Prólogo
"Minha luxúria de consumi-los, foi uma experiência, eu as via como objetos, estranhos. É difícil acreditar que um ser humano fez o que fiz."
13 de outubro de 2017, Seattle, Washington
O AR SAI PESADO. A garota solta um rastro de fumaça branca quando respira, que a tenta a apertar o casaco contra seus braços. O cabelo cai, ondulado, quando corre os dedos pelos fios gelados e abaixa o capuz. Observa a rua; os olhos acinzentados tentando captar qualquer movimento do ônibus que atrasara.
Escolhera um dia particularmente nublado para cumprir suas horas pendentes na lanchonete, aborrecida pela ideia de ficar em casa debaixo das cobertas. Checa o horário no celular e trinca as bochechas, contendo o incômodo do tecido áspero do uniforme de garçonete contra sua pele. Suspira, vaiando o motorista silenciosamente por estar quase vinte minutos retrasado.
A loira espera, ansiosa, enquanto olha para a rua vazia nervosamente — nunca gostou de estar sozinha, muito menos em uma rua deserta à noite. Reza para o teto verde do automóvel aparecer ao longe, mas, ao invés, ouve passos distantes. Alarmada, procura por pés humanos na escuridão, mas nada encontra.

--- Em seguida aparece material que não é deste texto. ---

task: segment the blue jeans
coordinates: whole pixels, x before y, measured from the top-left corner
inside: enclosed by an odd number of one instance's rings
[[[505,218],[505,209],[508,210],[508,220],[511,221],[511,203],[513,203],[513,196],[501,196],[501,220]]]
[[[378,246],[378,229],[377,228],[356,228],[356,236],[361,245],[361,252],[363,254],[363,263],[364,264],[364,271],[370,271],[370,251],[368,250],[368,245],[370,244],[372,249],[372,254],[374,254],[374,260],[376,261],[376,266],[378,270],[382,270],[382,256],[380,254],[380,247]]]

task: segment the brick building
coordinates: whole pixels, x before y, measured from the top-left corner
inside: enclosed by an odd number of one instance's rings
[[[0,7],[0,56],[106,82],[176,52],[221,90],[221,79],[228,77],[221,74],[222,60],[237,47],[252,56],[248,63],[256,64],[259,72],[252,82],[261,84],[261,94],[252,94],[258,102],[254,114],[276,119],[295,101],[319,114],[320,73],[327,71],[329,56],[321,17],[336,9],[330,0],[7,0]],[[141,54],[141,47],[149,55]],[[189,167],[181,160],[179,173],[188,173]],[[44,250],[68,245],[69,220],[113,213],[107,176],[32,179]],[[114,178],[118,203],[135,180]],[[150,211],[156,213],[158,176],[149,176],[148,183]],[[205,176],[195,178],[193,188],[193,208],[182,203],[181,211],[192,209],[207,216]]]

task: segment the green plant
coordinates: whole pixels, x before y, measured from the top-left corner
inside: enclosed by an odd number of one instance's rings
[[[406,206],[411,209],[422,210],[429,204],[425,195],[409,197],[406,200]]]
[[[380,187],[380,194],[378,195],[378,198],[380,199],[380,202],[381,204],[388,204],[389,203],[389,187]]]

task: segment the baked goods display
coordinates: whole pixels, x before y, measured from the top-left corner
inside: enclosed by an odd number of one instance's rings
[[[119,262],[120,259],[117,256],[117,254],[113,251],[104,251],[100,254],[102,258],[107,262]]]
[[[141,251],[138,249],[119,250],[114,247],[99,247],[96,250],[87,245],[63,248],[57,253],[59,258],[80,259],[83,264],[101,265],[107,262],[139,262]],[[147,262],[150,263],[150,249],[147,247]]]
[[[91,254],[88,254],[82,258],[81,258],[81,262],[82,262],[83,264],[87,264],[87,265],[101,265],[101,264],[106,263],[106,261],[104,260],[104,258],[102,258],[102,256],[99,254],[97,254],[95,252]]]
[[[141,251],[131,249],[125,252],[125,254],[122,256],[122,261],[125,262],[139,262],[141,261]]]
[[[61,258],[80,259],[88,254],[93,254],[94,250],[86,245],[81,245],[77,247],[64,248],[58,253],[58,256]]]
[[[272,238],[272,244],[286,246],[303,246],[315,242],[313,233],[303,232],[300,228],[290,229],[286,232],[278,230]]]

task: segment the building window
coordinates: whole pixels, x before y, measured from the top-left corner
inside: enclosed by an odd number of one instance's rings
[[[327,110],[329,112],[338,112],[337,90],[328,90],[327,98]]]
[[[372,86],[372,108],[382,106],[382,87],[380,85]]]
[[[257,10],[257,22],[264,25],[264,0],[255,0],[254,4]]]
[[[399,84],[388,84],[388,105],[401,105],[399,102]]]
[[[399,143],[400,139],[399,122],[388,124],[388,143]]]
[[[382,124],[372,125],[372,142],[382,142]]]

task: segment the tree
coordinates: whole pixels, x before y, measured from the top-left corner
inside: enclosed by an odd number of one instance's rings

Por fim, ouve as rodas gigantes do transporte no fim da rua, mas é incapaz de se virar para ter certeza quando os passos aceleram, em tom de corrida, e ela afasta-se do ponto onde estava, ofegando. Não é nada demais, repete para si, e geme quando o desconhecido para, muito perto, permitindo-lhe ver sua silhueta a pouco menos de cinquenta metros de distância, parado embaixo de uma árvore. A garota solta um grito estridente, protegendo sua bolsa enquanto atravessa a rua, e corre para o barulho de pneus girando. É lenta demais: seu braço é puxado com uma força brutal que a faz gemer e girar, incapaz de se defender de ser arrastada pela calçada vazia do beco escuro.
Os gritos ecoam na escuridão, e as unhas fincadas em sua pele fazem a dor chicotear por todo o corpo, mesclando-se com a adrenalina e pavor. Grita, pede misericórdia, mas de nada adianta. Tenta esquivar-se ou girar o corpo para ver o rosto por baixo do capuz, porém, a postura baixa do agressor camufla sua força, que fazia a garota ralar os joelhos no chão e cair sobre seu corpo, parada pelo choque, em meio á escuridão.
— Por favor — choraminga, arrastando as pernas machucadas para longe. Ouve uma risada seca, cruel, que faz um calafrio percorrer sua espinha até o pescoço.
O desconhecido agarra-a pelo cabelo, jogando a cabeça para trás até colidir com um latão de lixo. Ela leva a mão á nuca, sentindo o líquido gelado queimar sua pele, e choraminga. Os olhos úmidos turvam sua vista, impedindo-a de reconhecer tal pessoa quando abaixa o capuz, revelando os longos cabelos castanhos.
— Não chore, Anastasia. Está chorando como uma garotinha mimada — a gargalhada estremece sua cúpula: o medo de ouvir seu nome da boca de um estranho.
— Por que está fazendo isto? — Anastasia chora, seu corpo dolorido chora consigo.
Seu estômago revira-se em ânsia, e a única resposta que recebe é o silêncio. As botas negras da garota aproximam-se, e, assustada, a loira se curva para o lado e expele o que comera no trabalho. A agressora faz um som de asco e volta a puxar os cabelos claros bem cuidados, emaranhando-os em seus dedos finos. Saca algo que brilha na escuridão, refletindo a pouca luz que entrava no beco e o rosto da garota apavorada.
Com um corte rápido e fundo, cala a adolescente. A mulher de olhos fascinantes sorri quando o corpo, agora sem vida, para de se debater em seus braços.